Matt Stark, principal of Urbana High School, argued that policymakers mistakenly think about education as a production model, rather than as a Research & Development model. The goal shouldn’t be to produce identical, flawless students. Rather, innovation—both in educational practice and through students’ actions in the world after they graduate—comes from differences and experiments, both successes and failures.

Bus Tour at NCTE-1812
Jill Quisenberry, First Grade Teacher

Jill Quisenberry, a first-grade teacher at Wiley Elementary School, Urbana, commented that when policy makers do celebrate innovation, they often confuse genuine ingenuity with compelling everyone to embrace the “next big thing.” Rather than digging into the real issues, we “cut ribbons and throw confetti.” Echoing a point made by scholars such as Louis M. Gomez, Quisenberry commented that the form of innovation most likely to make a meaningful difference may look closer to the less sexy “improvement,” in which expert teachers and school leaders work together over time to get better and better at practices and tools they have evidence are working.

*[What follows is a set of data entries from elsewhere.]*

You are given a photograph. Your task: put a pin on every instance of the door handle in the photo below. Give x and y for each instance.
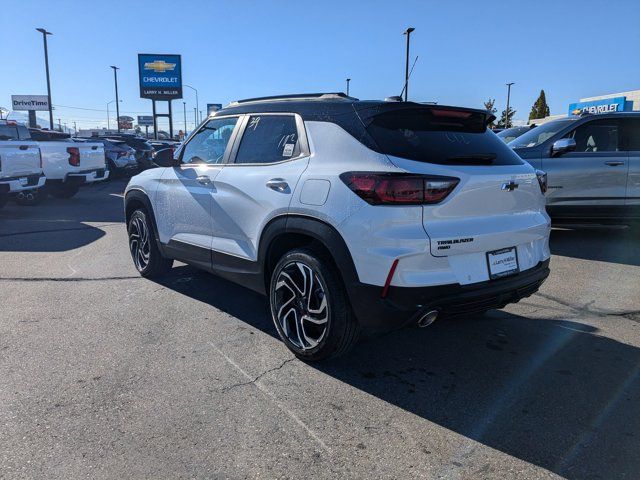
(278, 184)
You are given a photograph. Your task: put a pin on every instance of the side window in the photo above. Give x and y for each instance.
(208, 145)
(269, 139)
(632, 134)
(597, 136)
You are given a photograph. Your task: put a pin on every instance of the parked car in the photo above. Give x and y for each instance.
(143, 149)
(121, 158)
(351, 216)
(20, 163)
(592, 163)
(514, 132)
(67, 165)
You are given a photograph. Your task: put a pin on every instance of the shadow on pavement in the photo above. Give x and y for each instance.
(550, 392)
(614, 245)
(58, 225)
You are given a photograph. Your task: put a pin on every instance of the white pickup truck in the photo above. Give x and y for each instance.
(68, 165)
(20, 164)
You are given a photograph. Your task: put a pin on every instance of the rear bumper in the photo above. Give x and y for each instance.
(91, 176)
(15, 184)
(404, 304)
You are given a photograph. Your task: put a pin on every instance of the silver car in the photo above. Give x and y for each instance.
(592, 163)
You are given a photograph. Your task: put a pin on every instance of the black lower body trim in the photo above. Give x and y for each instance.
(404, 304)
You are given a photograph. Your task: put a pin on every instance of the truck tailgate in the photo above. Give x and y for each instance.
(91, 156)
(18, 158)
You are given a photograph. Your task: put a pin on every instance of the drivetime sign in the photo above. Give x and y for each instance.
(606, 105)
(160, 76)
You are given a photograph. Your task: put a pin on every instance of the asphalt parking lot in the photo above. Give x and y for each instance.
(104, 374)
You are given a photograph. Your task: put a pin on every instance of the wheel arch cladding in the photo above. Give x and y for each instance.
(286, 233)
(136, 199)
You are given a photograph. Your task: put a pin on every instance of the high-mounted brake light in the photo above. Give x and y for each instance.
(399, 189)
(74, 156)
(542, 180)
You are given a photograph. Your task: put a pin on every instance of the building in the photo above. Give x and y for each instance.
(613, 102)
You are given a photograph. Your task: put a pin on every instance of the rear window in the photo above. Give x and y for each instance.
(446, 137)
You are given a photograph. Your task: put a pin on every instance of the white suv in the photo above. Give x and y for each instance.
(350, 215)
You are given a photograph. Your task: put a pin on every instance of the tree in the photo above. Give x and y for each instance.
(503, 123)
(489, 105)
(540, 108)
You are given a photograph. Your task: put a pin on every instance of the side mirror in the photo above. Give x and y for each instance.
(562, 146)
(165, 158)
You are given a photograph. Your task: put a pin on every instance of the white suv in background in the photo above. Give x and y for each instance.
(349, 215)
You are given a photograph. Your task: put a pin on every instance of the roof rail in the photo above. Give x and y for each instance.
(297, 96)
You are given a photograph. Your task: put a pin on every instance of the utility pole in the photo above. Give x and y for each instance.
(46, 66)
(406, 67)
(197, 104)
(184, 108)
(115, 79)
(506, 115)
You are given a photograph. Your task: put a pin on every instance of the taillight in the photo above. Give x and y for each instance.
(74, 156)
(542, 180)
(399, 188)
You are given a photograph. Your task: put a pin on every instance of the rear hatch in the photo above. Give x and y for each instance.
(91, 155)
(19, 158)
(497, 202)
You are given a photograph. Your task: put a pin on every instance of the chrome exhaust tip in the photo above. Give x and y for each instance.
(428, 318)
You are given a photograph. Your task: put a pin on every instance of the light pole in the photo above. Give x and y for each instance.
(108, 123)
(406, 66)
(46, 66)
(184, 107)
(115, 79)
(506, 115)
(197, 104)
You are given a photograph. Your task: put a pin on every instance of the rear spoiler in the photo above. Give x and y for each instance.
(367, 111)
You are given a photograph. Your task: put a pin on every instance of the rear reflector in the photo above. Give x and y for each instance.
(74, 156)
(400, 188)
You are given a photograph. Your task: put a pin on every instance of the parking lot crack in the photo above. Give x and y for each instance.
(242, 384)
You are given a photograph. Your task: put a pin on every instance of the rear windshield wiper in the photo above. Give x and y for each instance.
(478, 159)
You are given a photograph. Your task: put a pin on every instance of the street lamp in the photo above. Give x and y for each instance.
(406, 66)
(506, 114)
(184, 108)
(46, 66)
(108, 122)
(197, 104)
(115, 79)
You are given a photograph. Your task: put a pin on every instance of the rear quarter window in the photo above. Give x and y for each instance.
(445, 137)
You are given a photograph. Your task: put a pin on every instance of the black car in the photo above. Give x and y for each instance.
(144, 150)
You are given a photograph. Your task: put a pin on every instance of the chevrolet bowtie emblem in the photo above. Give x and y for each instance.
(509, 187)
(159, 66)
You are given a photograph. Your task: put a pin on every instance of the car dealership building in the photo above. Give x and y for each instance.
(613, 102)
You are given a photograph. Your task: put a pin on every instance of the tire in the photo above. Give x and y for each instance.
(64, 191)
(307, 282)
(32, 198)
(144, 250)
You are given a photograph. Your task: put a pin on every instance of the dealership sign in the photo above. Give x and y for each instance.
(145, 120)
(160, 76)
(30, 102)
(605, 105)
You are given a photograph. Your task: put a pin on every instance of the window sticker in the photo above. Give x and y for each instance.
(288, 149)
(254, 123)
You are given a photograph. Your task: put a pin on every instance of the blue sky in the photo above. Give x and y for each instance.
(234, 49)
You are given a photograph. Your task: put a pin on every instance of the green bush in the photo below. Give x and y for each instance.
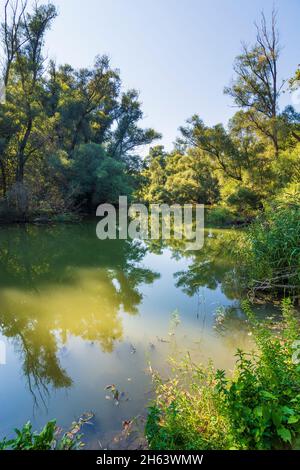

Innovation in any form is impeded when resources are limited and collaboration is difficult. The combination of funding cuts and competitive distributions of what funding remains means that school leaders have to make untenable choices between, for example, lower class sizes in kindergarten and staff support for technology integration. When innovations are developed in this challenging environment, there are few opportunities to share them across districts. In fact, most of the teachers reported not even having the opportunity to visit each others’ classrooms within their own schools.

NCTE believes that the best way to support innovation and improvement is through collective capacity building, Much of our federal policy work over the last decade has focused on establishing federal formula funding for comprehensive literacy education, encouraging the use of effective practices through inquiry-based collaboration of teams of educators across grade levels and subjects. The LEARN Act—which NCTE helped write, and portions of which are included in the ESEA reauthorization bill passed overwhelmingly by the Senate earlier this year—codifies this approach.

In its 2015 Education Policy Platform, NCTE writes, “As a society we share collective responsibility for building the capacity of all those involved in improving the conditions for literacy learning. Instead of pointing a finger and placing blame, our focus should be on creating informed and knowledgeable stakeholders who are responsible for optimal learning environments for all students, including legislators, school board members, administrators, teacher educators, teachers, and parents.”

It is time we all work together to create an environment in which our students learn and thrive.